Et enfin, Wilfried Van Moer.
"Un bon joueur au milieu. Pour cette époque-là en tout cas. Pareil avec Rik Coppens que j’ai eu comme équipier chez les Diables. Je me demande parfois si tous ces bons joueurs de l’époque auraient pu jouer dans le football de maintenant. On accroche beaucoup plus, on tire le maillot… C’est tout juste si tu ne reçois pas un coup de poing à chaque duel de la tête. C’était beaucoup plus respectueux à mon époque."
Vous prenez du plaisir à suivre le football actuel ?
"Je regarde tous les matchs mais ça m’énerve des fois. Déjà, je n’arrive pas à suivre avec ces joueurs qui changent d’équipe tout le temps. D’une année à l’autre, les clubs changent la moitié du noyau et on ne s’y retrouve plus. De notre temps, on était dans un club et on ne savait pas partir. Tu pouvais danser sur ta tête, tu restais tant que le club n’était pas d’accord. L’amour du maillot a disparu aujourd’hui. Moi, quand le CS Verviers a disparu, j’avais mal au cœur."
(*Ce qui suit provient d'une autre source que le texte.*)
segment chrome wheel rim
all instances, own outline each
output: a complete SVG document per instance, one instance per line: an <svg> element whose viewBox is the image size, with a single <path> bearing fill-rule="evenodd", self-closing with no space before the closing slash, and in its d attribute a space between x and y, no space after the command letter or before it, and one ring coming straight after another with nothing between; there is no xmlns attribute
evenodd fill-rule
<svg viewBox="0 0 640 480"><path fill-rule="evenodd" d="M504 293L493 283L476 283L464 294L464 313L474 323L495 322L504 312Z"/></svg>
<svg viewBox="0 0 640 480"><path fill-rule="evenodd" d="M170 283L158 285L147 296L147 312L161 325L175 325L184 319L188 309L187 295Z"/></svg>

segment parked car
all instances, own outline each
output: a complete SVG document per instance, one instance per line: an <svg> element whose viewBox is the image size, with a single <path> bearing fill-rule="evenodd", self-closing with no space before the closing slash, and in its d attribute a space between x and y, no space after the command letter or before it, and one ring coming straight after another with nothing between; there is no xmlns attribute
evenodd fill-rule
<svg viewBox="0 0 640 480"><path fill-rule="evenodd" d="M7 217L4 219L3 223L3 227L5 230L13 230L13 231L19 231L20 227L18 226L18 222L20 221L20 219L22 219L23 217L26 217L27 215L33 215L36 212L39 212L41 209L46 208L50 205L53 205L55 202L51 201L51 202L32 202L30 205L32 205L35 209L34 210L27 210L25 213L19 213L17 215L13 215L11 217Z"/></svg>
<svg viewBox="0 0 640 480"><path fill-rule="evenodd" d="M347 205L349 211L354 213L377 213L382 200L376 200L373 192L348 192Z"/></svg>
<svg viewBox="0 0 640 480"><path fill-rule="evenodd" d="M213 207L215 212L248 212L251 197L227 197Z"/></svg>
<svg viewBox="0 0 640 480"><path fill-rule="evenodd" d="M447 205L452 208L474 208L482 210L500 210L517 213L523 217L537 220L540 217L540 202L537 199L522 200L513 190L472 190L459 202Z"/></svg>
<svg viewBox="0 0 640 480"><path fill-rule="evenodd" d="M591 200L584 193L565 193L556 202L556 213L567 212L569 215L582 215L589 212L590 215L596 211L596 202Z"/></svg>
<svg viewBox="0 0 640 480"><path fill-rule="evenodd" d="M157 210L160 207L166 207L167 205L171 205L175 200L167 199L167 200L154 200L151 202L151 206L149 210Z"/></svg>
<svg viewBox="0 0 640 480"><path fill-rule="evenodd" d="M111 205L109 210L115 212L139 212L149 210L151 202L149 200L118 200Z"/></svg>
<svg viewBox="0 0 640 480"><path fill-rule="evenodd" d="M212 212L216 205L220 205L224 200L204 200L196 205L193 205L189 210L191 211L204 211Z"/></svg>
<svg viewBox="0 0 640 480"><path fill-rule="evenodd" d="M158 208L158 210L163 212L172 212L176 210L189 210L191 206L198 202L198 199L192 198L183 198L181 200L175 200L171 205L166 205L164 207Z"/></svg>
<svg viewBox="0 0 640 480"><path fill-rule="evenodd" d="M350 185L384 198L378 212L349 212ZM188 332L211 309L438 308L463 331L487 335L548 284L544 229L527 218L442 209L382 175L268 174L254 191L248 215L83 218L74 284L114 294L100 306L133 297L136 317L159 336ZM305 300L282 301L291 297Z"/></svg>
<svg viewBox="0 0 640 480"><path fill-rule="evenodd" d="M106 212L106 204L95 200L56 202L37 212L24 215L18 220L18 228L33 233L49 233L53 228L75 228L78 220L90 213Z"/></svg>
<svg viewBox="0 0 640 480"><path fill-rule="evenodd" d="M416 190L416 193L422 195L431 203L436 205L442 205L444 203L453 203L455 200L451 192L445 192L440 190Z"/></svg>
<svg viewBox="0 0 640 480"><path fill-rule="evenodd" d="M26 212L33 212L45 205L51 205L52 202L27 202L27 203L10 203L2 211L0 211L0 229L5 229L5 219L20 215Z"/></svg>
Qu’est-ce qui vous énerve aussi ?
"Il y a une autre mentalité que celle que je connaissais. C’était des amis qui jouaient ensemble. Maintenant, j’ai l’impression que certains joueurs évitent certains de leurs équipiers, même s’ils sont démarqués. Il y a beaucoup d’individualisme. L’argent a changé beaucoup de choses, je crois. C’est devenu un business. Je n’ai pas gagné beaucoup d’argent mais je me suis sans doute beaucoup plus amusé que les footballeurs de maintenant."